Monte Silo offers 1,800 square feet of living space. The home consists of two linked metal grain silos, with the largest of the two (spanning 27’ in diameter) being closest to the Provo River. Southern exposure allows for passive solar heat gain during the cold winter months.
On the first floor of the home, an electric mesh has been embedded into the flooring for auxiliary heating. A propane-burning stove serves as a back-up.
The home offers energy efficiency. For insulation, they sprayed two inches of low-VOC foam between the steel walls and interior walls. The layer of foam insulation is followed by a layer of blow-in fiberglass insulation.
Monte Silo uses passive solar heat that’s assisted by computer technology. The draperies are controlled by a computer to retain heat at night.
Unlike Silo House, Monte Silo was built with new silos. Still, the home came in at under $200 a square foot, which is well below building costs for homes in the local area.
Safe T Home by Sukup Manufacturing
Sukup Manufacturing, based in Iowa, is a family-owned company that is manufacturing grain bin homes. They first began producing these homes in 2010 in response to the Haiti earthquake. The structures, at the time, served as emergency shelters and were aptly called Safe T Homes.
Now, Safe T Homes are available in the United States. Price start at just $5,700 for non-profits that plan to use the homes for humanitarian purposes.
The home, made of steel, offers 254 square feet of living space and can be easily assembled by even inexperienced people. Safe T Homes are fireproof and resistant to earthquakes and high winds. Ballast boxes can be filled with soil to keep the structure anchored to the ground, and there’s also an optional water-harvesting system that allows you to collect 16 gallons of water.
How Much Does a Grain Bin House Cost?
The cost of a grain silo home will depend on the size, location and the home site. The larger the grain bin, the higher the cost. The price will also depend on whether you’re buying a home kit, purchasing a new silo, or purchasing an old silo.
Grain bins can cost as little as $30 per square foot, sometimes less. Old silos will be the cheapest option but may require the most work to repurpose.
In the case of the Monte Silo home listed above, the owner paid less than $200 per square foot for the home. Even at $200 a square foot, the home’s price tag would be $360,000.
Where to Find Grain Bins
For new grain bins, you can simply contact a manufacturer to discuss your size needs. If you’re looking for a used bin, you have many options.
In many areas of the U.S., there are what’s called “government bins.” These bins are 18 feet in diameter and stand about 18 feet tall at the eaves. Because these silos are no longer commercially viable, they are often scrapped by their owners. You may be able to scoop one up for next to nothing in this case. Place an ad in a farm magazine or check Craigslist to see if anyone has one available.
If you are purchasing a new grain bin, the manufacturer may also be able to move the bin to your home site.
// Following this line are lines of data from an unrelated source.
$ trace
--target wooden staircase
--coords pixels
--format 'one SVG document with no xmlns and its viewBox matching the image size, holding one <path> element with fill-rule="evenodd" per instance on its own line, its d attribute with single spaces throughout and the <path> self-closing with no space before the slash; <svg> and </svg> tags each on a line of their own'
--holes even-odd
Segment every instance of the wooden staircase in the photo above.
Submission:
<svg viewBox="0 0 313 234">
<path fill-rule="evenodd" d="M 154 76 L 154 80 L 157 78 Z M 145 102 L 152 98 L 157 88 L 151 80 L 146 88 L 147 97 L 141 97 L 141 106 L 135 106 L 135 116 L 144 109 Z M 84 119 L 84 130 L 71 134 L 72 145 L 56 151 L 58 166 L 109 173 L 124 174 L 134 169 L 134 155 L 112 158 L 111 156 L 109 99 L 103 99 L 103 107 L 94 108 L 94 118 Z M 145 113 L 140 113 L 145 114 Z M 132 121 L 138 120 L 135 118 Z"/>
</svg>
Depending on the diameter, the structure may be able to be moved “whole,” or it may be broken down into small sections.
The Benefits of a Grain Bin Home
A grain bin home is an unconventional choice, but it offers many benefits:
- Eco-friendly: Used grain bins are already constructed. Re-purposing them is an eco-friendly option. Even new silos can be an environmentally-friendly option.
- Energy-efficient: Silo homes can be energy efficient and outfitted with insulation to keep it warm and comfortable throughout the year. Solar is an option as well as other green energy options.
- Easy maintenance: Unlike a conventional home, grain bin homes don’t have to be painted regularly and are easy to maintain. They are fire resistant and resistant to wind and earthquakes.
- Quick construction: Compared to a stick-built home, a grain bin home has a quick construction time.
- Round design: Many silo home owners love the idea of living in a round structure. They consider the space soothing and comfortable.
- Lower cost: Whether you buy a used silo or a new one, you can expect to spend significantly less on your home than you would on a conventional home.